I would also like to endorse the comments of my colleagues, Senator MUSKIE and Senator BAKER, in strongly objecting to the method by which the Senate is asked to accept amendment No. 8. There can be no doubt that the amendment is a poorly disguised effort to substantively amend the Clean Air Act, to eliminate a pollution control tool of which the amendment's sponsors do not approve. It has nothing to do with the expenditure of the taxpayer's money, and is inappropriate to an appropriations bill.
As the ranking minority member of the Environmental Pollution Subcommittee, I believe the issue of parking regulations is properly the responsibility of our subcommittee, which has oversight responsibility for the Clean Air Act and EPA's regulations thereunder. We are quite plainly in a better position to evaluate all of the evidence and make recommendations to the Senate on this and any other requirements under the Clean Air Act which might warrant reconsideration.
I, for one, am completely open to the scientific evaluations of this strategy as well as the economic arguments on the effects of parking regulations. However, this information should be presented to the Subcommittee on Environmental Pollution and our members should have the opportunity to make its evaluation and recommendations on this basis.
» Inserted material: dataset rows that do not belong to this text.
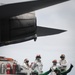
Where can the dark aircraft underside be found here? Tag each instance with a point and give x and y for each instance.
(16, 28)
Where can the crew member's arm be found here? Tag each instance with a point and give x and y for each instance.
(68, 70)
(46, 73)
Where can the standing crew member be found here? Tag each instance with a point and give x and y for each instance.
(54, 66)
(14, 68)
(8, 68)
(63, 62)
(27, 67)
(38, 66)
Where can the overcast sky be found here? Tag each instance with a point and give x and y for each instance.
(61, 16)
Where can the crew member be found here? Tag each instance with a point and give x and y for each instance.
(37, 65)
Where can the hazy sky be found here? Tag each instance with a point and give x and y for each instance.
(61, 16)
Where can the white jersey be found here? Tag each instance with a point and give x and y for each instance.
(61, 62)
(53, 68)
(37, 66)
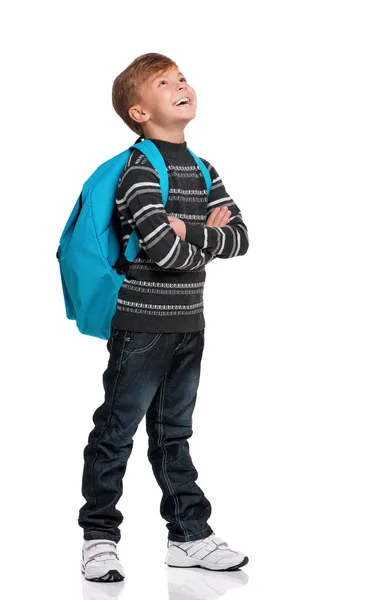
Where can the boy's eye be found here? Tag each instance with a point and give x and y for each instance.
(164, 81)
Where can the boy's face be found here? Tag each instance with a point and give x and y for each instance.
(159, 96)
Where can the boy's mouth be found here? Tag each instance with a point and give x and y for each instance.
(184, 101)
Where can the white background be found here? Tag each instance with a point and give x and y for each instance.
(291, 428)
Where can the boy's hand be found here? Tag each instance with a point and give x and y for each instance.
(218, 218)
(178, 226)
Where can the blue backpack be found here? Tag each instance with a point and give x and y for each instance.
(90, 244)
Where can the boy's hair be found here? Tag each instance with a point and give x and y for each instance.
(126, 86)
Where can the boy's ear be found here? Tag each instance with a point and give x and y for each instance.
(137, 114)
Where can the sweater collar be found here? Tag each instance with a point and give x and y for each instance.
(172, 149)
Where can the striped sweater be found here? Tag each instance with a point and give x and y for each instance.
(163, 287)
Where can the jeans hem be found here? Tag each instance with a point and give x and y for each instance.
(100, 535)
(191, 536)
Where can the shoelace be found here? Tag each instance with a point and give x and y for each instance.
(100, 554)
(217, 540)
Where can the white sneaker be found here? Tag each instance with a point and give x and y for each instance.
(100, 561)
(208, 553)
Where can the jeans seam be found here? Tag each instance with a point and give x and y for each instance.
(108, 422)
(190, 535)
(164, 469)
(183, 342)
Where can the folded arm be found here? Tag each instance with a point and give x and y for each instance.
(223, 242)
(139, 202)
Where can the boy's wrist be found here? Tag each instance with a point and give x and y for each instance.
(195, 234)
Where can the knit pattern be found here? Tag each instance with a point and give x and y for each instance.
(163, 287)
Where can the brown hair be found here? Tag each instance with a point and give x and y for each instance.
(126, 86)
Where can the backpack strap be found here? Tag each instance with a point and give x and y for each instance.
(155, 157)
(202, 167)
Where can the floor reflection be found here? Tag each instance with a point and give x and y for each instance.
(183, 584)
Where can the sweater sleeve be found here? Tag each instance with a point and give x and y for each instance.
(223, 242)
(140, 207)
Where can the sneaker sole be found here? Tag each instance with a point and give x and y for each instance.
(109, 577)
(234, 568)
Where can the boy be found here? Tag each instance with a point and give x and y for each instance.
(157, 336)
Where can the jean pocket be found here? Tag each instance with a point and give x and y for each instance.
(138, 342)
(113, 336)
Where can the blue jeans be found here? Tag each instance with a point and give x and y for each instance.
(157, 375)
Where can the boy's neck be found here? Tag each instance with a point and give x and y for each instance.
(157, 133)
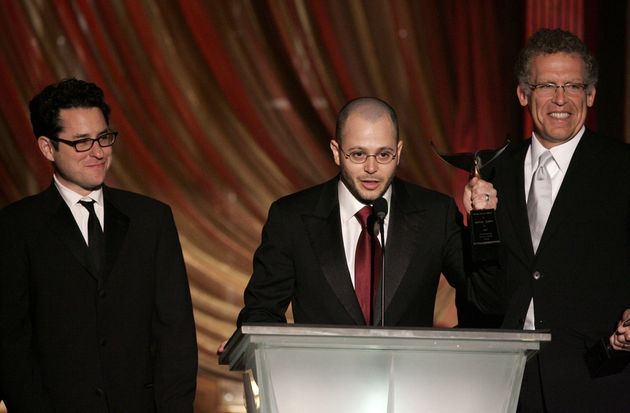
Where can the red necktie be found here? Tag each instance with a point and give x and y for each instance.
(368, 252)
Such "back door" legislation, if allowed to proliferate, threatens the orderly consideration of important proposals such as this one and should be avoided.
Mr. McGEE. Mr. President, I move that the Senate recede from Senate amendment numbered 8.
The motion was agreed to.
Mr. McGEE. Mr. President, I ask unanimous consent that the conference table, which was included by the House of Representatives in the RECORD when it acted on the pending report, be incorporated in the RECORD by reference. This table states the results of the conference in tabular form, and shows the comparison of the conference action with the new budget.
The PRESIDING OFFICER. Without objection, the table will be incorporated by reference.
(See House proceedings of December 16, 1974, at p. 40222.)
Mr. McGEE. I ask unanimous consent that the provision of the law requiring that the conference report be printed as a Senate document be waived, since the report is identical to the report of the House, which has already been printed.
The PRESIDING OFFICER. Without objection, it is so ordered.